North America During the Late Cretaceous

North America 75 million years ago and 65 million years ago

Picture Credit: Dr Ron Blakey of Colorado Plateau Geosystems, Inc

To read an article that looks at the distribution of horned dinosaurs on Laramidia: A Surge in Mountain Building May Have Caused Laramidia’s Unique Dinosaur Faunas.

Studying Tyrannosaurids

The work of this research team also indicates that the branch of the tyrannosaurids that led to the evolution of Tyrannosaurus rex most likely evolved in relative isolation on the southern portions of Laramidia.   Just like with the ornithischian dinosaurs, where plant-eating dinosaurs from the southern part of Laramidia differed from those species found in the northernmost areas, the tyrannosaurids show a similar pattern.  Lythronax argestes and its relatives from southern Laramidia are more closely related to each other than the long-snouted tyrannosaurs known from the northern areas of the landmass.

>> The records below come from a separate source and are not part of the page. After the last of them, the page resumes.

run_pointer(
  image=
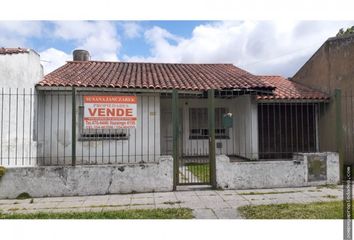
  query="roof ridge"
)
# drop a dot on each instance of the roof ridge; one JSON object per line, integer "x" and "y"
{"x": 101, "y": 61}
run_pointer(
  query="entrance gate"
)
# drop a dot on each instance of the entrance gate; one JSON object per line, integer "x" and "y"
{"x": 194, "y": 166}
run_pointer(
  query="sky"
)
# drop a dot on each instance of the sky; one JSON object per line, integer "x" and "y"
{"x": 260, "y": 47}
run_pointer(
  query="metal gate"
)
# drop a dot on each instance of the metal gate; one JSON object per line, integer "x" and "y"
{"x": 194, "y": 158}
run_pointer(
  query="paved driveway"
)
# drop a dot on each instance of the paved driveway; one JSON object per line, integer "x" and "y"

Dr Joseph Sertich, (Denver Museum of Nature and Science), a co-author of the scientific paper that has just been published in the online, academic journal PLoS One, explained:

“Lythronax may demonstrate that tyrannosaurs followed a pattern similar to what we see in other dinosaurs from this age, with different species living in the north and south at the same time.”

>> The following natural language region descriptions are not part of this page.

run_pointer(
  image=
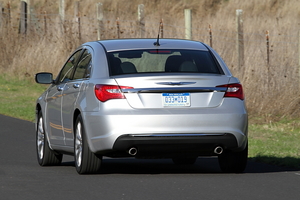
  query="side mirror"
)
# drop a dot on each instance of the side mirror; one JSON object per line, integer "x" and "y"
{"x": 44, "y": 78}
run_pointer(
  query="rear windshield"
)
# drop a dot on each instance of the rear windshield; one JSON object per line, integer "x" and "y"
{"x": 162, "y": 61}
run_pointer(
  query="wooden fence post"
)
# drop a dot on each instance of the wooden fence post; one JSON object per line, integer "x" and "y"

In contrast to the research undertaken into the distribution of ornithischian genera, the researchers suggest that mountain building may not have formed the physical barrier that led to the relative isolation of tyrannosaurs that encouraged such speciation and the evolution into a number of different Late Cretaceous forms.  For them, rising sea levels may provide the answer.

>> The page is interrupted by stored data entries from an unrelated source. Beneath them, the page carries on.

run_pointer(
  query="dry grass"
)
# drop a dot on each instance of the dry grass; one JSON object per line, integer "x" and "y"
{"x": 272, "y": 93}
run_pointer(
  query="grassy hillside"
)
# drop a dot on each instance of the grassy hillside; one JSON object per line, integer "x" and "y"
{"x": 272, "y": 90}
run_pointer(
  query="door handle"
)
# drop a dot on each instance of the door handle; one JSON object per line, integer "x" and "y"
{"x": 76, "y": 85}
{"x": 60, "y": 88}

Dr Randall Irmis, another co-author of this fascinating study, pointed out that by examining  the evolutionary relationships, geologic age, and geographic distribution of tyrannosaurid dinosaurs on Laramidia a link can be proposed between tyrannosaurid diversification and the incursion of the Western Interior Seaway.  Large parts of Laramidia would have been flooded, leaving isolated islands of dinosaurs, allowing different species of dinosaurs to evolve separated from other groups.  A similar example can be taken from the Galapagos Islands of the Pacific, where different species of animal have evolved from a shared, common ancestor, after many thousands of years of separation.

Sea Level Change and the Timing of the Diversification of the Tyrannosauridae

Rising sea Levels seems to coincide with a burst of Tyrannosaur evolution,

Picture credit: PLoS One/Loewen et al.

As the Seaway retreated, exposing more land, these differences in the local faunas could have been exacerbated by climatic variations, differences in prey components and the flora.  This hypothesis helps to explain why the iconic Late Cretaceous dinosaurs of western North America are so different from those of the same age on other continents.  tyrannosaurs may have originated in Asia, but it seems that the most famous of them all, Tyrannosaurus rex has its roots in the “good ole southern USA”.

The scientific paper: “Tyrant Dinosaur Evolution Tracks the Rise and Fall of Late Cretaceous Oceans” by Mark A. Loewen, Randall B. Irmis, Joseph J. W. Sertich, Philip J. Currie and Scott D. Sampson published in PLoS One.